There's a problem with just using NSLocaleCurrencySymbol + price.stringValue: it doesn't handle the peculiarities of different locales, eg. whether they put the currency symbol in front or not. Norway, Denmark, Sweden and Switzerland all put their currency after, eg. 17.00Kr. Also, most(?) European countries use ',' instead of '.' for decimals, eg. "2,99 €" rather than "€2.99".

A better plan is to use NSNumberFormatter. The "priceLocale" that the SKProduct returned, as Ed demonstrated, is the key. It gives NSNumberFormatter the smarts to format a price correctly.

You can also make this a lot easier by adding a new property to SKProduct using an Objective-C category. Add the following two files to your project:


SKProduct+priceAsString.h:

#import <Foundation/Foundation.h>
#import <StoreKit/StoreKit.h>

@interface SKProduct (priceAsString)
@property (nonatomic, readonly) NSString *priceAsString;
@end

SKProduct+priceAsString.m:

#import "SKProduct+priceAsString.h"

@implementation SKProduct (priceAsString)

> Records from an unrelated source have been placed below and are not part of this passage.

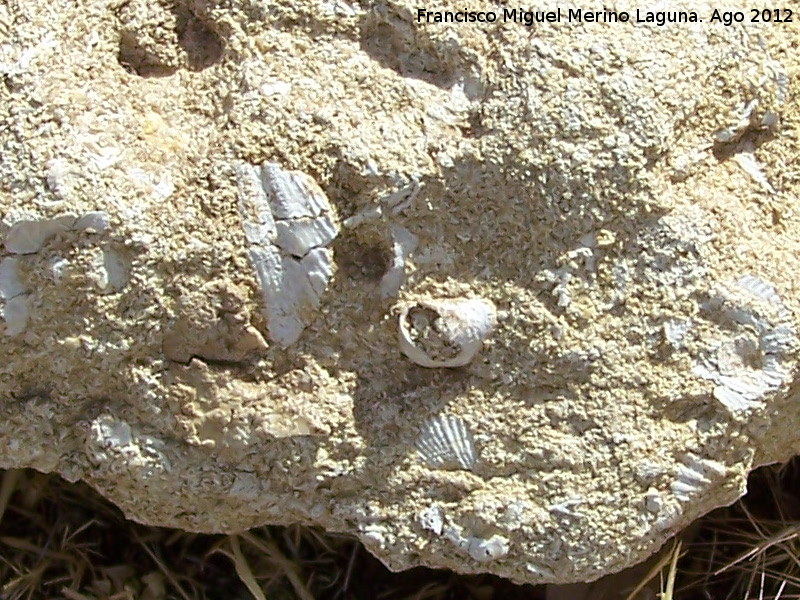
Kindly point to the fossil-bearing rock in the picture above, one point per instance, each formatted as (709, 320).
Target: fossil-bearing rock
(620, 193)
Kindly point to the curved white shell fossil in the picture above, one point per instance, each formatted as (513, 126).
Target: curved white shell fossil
(443, 332)
(446, 443)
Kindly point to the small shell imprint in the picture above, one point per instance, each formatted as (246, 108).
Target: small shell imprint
(288, 223)
(445, 333)
(446, 443)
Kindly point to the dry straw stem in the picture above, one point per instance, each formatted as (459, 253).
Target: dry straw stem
(671, 559)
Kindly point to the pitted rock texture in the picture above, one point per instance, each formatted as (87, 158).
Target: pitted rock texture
(623, 195)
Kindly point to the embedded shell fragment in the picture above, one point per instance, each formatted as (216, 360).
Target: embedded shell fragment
(445, 333)
(288, 223)
(446, 443)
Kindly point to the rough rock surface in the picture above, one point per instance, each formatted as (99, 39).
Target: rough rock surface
(625, 196)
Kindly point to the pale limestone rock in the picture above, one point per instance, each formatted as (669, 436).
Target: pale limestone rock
(173, 331)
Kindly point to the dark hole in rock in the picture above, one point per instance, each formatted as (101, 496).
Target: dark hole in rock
(396, 46)
(138, 60)
(359, 260)
(203, 46)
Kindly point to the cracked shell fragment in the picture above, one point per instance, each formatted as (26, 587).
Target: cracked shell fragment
(446, 443)
(445, 333)
(288, 223)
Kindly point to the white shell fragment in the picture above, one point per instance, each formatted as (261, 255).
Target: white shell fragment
(695, 476)
(431, 519)
(446, 443)
(288, 223)
(403, 245)
(445, 333)
(747, 364)
(28, 236)
(487, 550)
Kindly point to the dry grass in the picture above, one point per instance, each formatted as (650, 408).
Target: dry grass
(60, 540)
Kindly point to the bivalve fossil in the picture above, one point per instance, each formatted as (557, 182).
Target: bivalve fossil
(445, 333)
(446, 442)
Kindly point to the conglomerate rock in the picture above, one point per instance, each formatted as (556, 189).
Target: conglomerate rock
(493, 297)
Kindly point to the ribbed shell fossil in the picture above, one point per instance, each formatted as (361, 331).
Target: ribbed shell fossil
(445, 333)
(446, 443)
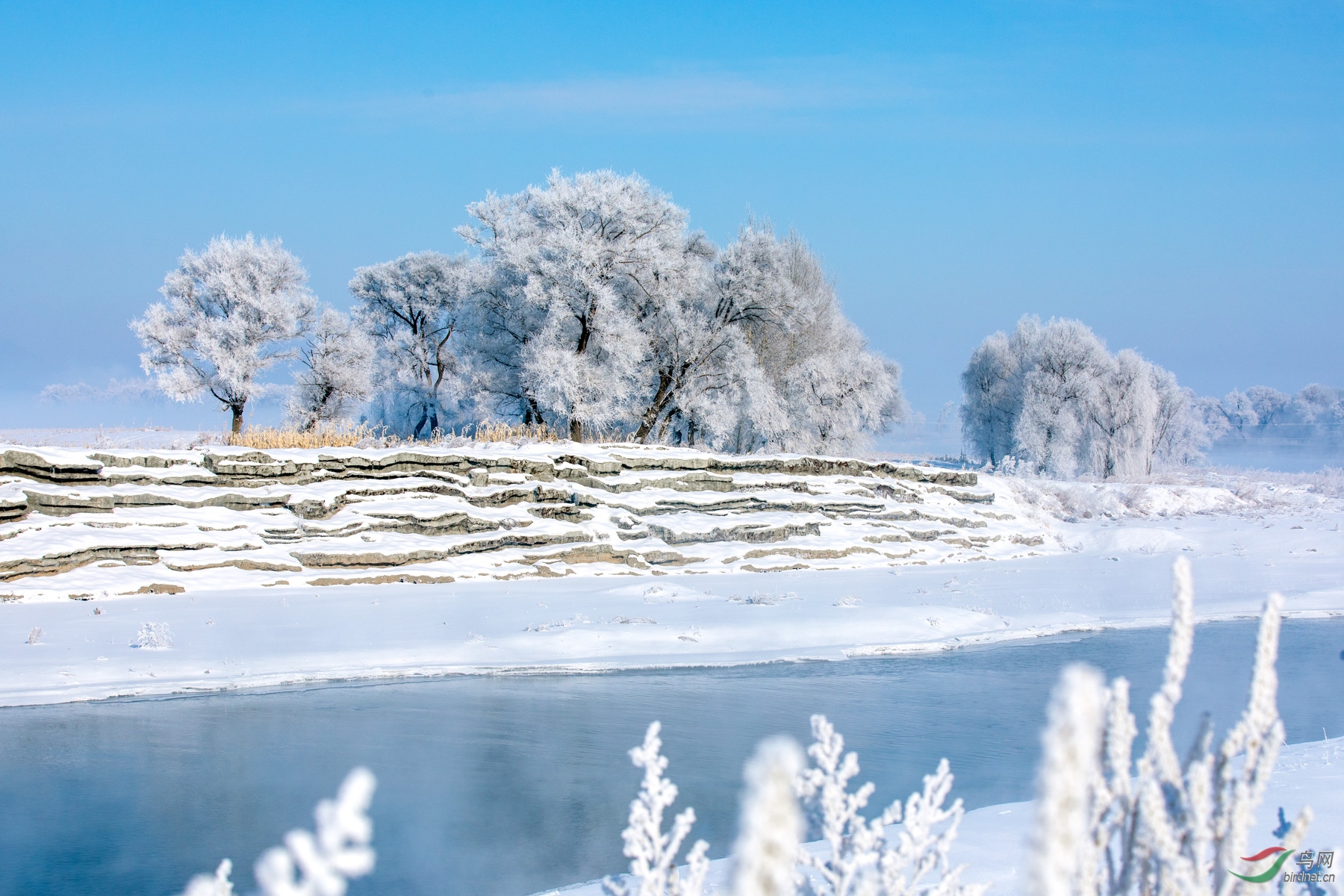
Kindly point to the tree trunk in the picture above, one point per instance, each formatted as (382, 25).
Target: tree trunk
(655, 410)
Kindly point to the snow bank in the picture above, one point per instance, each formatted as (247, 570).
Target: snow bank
(100, 524)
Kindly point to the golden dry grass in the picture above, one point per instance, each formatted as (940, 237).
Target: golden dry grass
(352, 435)
(512, 433)
(322, 435)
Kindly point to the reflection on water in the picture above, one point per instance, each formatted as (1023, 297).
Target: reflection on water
(510, 785)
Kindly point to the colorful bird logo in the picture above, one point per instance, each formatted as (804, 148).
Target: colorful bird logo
(1273, 869)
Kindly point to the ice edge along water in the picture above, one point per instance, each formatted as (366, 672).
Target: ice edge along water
(597, 610)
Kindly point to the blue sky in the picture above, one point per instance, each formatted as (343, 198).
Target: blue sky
(1172, 173)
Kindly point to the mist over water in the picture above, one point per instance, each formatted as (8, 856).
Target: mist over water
(503, 786)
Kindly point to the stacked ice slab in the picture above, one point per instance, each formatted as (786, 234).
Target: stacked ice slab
(93, 524)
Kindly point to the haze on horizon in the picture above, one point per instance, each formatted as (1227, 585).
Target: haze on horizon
(1171, 175)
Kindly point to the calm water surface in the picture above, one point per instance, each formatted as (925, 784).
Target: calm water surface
(503, 786)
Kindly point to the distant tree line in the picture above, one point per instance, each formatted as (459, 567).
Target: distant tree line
(1050, 399)
(1050, 396)
(588, 305)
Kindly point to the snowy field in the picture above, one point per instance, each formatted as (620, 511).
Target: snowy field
(1048, 558)
(638, 559)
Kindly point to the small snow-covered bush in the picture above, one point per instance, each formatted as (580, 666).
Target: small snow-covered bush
(652, 853)
(765, 857)
(865, 857)
(309, 864)
(1162, 827)
(154, 635)
(902, 852)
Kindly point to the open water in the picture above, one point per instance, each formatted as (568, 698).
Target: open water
(504, 786)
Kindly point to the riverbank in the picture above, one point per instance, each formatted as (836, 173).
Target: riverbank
(1109, 573)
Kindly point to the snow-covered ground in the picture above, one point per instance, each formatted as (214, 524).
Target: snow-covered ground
(1109, 573)
(112, 437)
(867, 559)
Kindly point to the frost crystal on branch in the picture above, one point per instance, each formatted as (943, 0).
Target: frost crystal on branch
(322, 864)
(652, 853)
(217, 884)
(1167, 827)
(308, 864)
(765, 856)
(863, 856)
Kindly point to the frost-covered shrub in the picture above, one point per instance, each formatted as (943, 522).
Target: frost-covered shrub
(865, 856)
(652, 852)
(1162, 827)
(311, 864)
(765, 857)
(154, 635)
(902, 852)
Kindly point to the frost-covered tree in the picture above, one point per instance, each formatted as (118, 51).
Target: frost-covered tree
(230, 314)
(1121, 415)
(1162, 825)
(1269, 403)
(1051, 396)
(1061, 385)
(1239, 411)
(594, 308)
(414, 308)
(815, 386)
(312, 864)
(337, 373)
(1320, 406)
(992, 396)
(1180, 426)
(586, 252)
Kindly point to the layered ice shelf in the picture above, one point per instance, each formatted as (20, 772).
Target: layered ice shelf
(99, 524)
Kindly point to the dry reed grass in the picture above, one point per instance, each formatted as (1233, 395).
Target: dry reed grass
(322, 435)
(366, 435)
(499, 432)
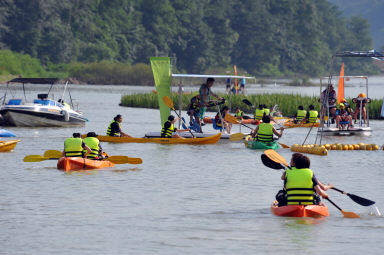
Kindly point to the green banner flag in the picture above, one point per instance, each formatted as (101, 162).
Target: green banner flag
(161, 68)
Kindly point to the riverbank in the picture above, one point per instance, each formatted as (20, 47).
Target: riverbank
(287, 103)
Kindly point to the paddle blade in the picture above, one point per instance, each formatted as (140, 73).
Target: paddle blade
(53, 154)
(231, 119)
(270, 163)
(284, 146)
(273, 155)
(34, 158)
(236, 137)
(124, 160)
(168, 102)
(360, 200)
(246, 101)
(350, 214)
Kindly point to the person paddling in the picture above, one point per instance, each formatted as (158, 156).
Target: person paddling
(259, 112)
(114, 128)
(300, 184)
(168, 128)
(94, 144)
(264, 132)
(75, 147)
(205, 92)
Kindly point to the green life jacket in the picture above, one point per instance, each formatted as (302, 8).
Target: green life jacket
(265, 133)
(259, 114)
(73, 148)
(109, 130)
(312, 116)
(93, 144)
(239, 114)
(299, 186)
(167, 132)
(301, 114)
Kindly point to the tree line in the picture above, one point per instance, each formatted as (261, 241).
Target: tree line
(262, 37)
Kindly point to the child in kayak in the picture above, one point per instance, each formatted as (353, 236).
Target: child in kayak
(220, 122)
(264, 132)
(300, 184)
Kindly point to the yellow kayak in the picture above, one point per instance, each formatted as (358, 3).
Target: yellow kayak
(205, 140)
(291, 124)
(8, 145)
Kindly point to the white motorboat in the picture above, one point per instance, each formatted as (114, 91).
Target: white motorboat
(41, 111)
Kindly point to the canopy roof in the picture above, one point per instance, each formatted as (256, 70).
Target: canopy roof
(35, 80)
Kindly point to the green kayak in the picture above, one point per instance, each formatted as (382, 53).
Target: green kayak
(256, 145)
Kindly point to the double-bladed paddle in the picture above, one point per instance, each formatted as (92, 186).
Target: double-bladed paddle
(278, 159)
(275, 161)
(169, 103)
(237, 136)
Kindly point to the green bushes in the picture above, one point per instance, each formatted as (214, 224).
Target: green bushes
(287, 103)
(15, 64)
(113, 73)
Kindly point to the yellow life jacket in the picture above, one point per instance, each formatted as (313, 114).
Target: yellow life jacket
(109, 130)
(301, 114)
(167, 132)
(73, 148)
(259, 114)
(93, 144)
(299, 186)
(313, 116)
(265, 133)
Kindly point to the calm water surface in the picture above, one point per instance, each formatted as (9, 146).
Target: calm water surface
(211, 199)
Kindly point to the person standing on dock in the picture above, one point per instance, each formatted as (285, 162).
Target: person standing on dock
(205, 92)
(328, 99)
(114, 128)
(242, 87)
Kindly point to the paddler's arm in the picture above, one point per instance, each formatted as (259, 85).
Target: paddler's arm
(277, 133)
(320, 191)
(122, 134)
(325, 187)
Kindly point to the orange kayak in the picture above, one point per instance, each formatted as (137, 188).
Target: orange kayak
(6, 146)
(208, 120)
(77, 163)
(314, 211)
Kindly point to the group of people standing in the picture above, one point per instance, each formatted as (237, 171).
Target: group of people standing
(342, 114)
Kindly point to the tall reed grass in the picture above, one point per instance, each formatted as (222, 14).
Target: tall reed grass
(287, 103)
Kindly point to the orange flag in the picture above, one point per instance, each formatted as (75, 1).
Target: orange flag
(340, 89)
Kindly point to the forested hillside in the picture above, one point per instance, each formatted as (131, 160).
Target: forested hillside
(372, 10)
(262, 37)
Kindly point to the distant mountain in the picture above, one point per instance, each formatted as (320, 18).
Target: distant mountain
(372, 10)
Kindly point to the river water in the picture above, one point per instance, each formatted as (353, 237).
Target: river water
(211, 199)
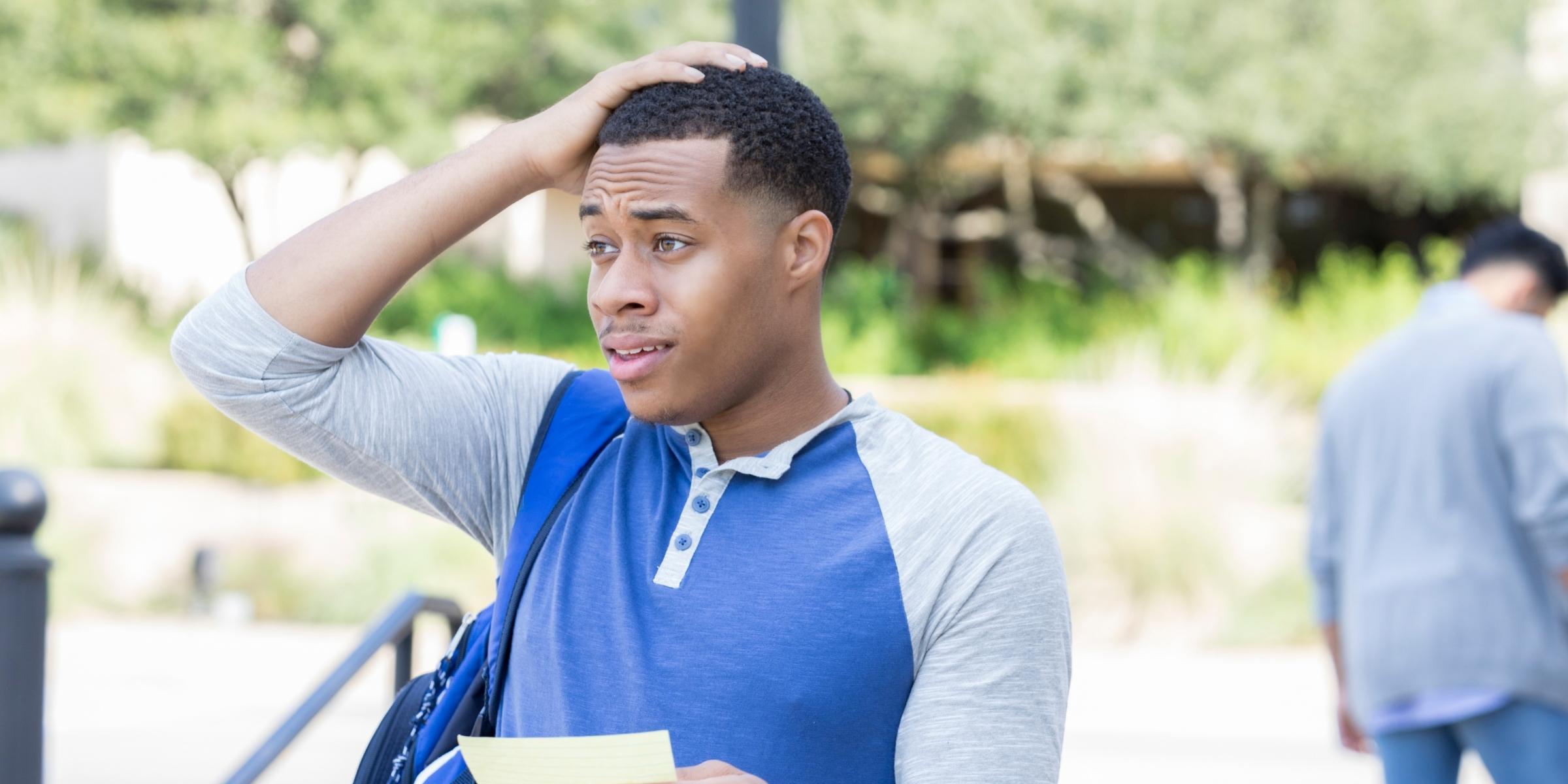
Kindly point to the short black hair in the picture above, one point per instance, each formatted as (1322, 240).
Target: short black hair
(1509, 240)
(783, 142)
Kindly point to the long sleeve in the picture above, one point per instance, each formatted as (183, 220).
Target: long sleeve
(1533, 425)
(992, 691)
(1322, 546)
(443, 435)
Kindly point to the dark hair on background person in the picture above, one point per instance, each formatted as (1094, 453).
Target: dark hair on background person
(783, 142)
(1507, 240)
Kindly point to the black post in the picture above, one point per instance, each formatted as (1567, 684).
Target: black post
(758, 27)
(24, 608)
(404, 659)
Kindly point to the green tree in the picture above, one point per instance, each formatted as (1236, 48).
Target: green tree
(1421, 103)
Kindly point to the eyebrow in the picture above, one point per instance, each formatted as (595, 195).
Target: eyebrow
(664, 212)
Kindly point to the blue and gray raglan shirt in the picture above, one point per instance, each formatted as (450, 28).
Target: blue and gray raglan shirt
(864, 602)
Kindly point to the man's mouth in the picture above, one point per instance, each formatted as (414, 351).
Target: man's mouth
(629, 363)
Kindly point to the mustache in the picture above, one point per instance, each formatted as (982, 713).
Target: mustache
(634, 328)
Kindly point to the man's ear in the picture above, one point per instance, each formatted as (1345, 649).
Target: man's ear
(806, 242)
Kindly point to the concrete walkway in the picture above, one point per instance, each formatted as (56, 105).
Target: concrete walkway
(176, 702)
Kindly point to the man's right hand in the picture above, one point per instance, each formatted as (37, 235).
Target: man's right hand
(1350, 734)
(563, 137)
(330, 281)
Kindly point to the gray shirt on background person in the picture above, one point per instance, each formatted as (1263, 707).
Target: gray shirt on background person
(1440, 508)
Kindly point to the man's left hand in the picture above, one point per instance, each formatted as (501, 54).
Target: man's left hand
(715, 772)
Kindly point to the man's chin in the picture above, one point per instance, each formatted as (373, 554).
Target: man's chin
(649, 405)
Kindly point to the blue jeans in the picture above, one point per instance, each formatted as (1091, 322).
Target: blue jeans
(1520, 743)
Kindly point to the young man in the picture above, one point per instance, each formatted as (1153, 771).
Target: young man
(1440, 526)
(791, 579)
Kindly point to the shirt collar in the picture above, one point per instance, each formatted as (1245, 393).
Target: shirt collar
(775, 461)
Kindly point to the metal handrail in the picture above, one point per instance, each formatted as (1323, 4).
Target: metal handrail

- (NSString *) priceAsString
{
  NSNumberFormatter *formatter = [[NSNumberFormatter alloc] init];
  [formatter setFormatterBehavior:NSNumberFormatterBehavior10_4];
  [formatter setNumberStyle:NSNumberFormatterCurrencyStyle];
  [formatter setLocale:[self priceLocale]];

  NSString *str = [formatter stringFromNumber:[self price]];
  [formatter release];
  return str;
}

@end

Then, #import "SKProduct+priceAsString.h" in your code, and you should just be able to use 'product.priceAsString' in code.

gid
that is a beautiful solution, thank you for adding this! I changed the answer to your solution.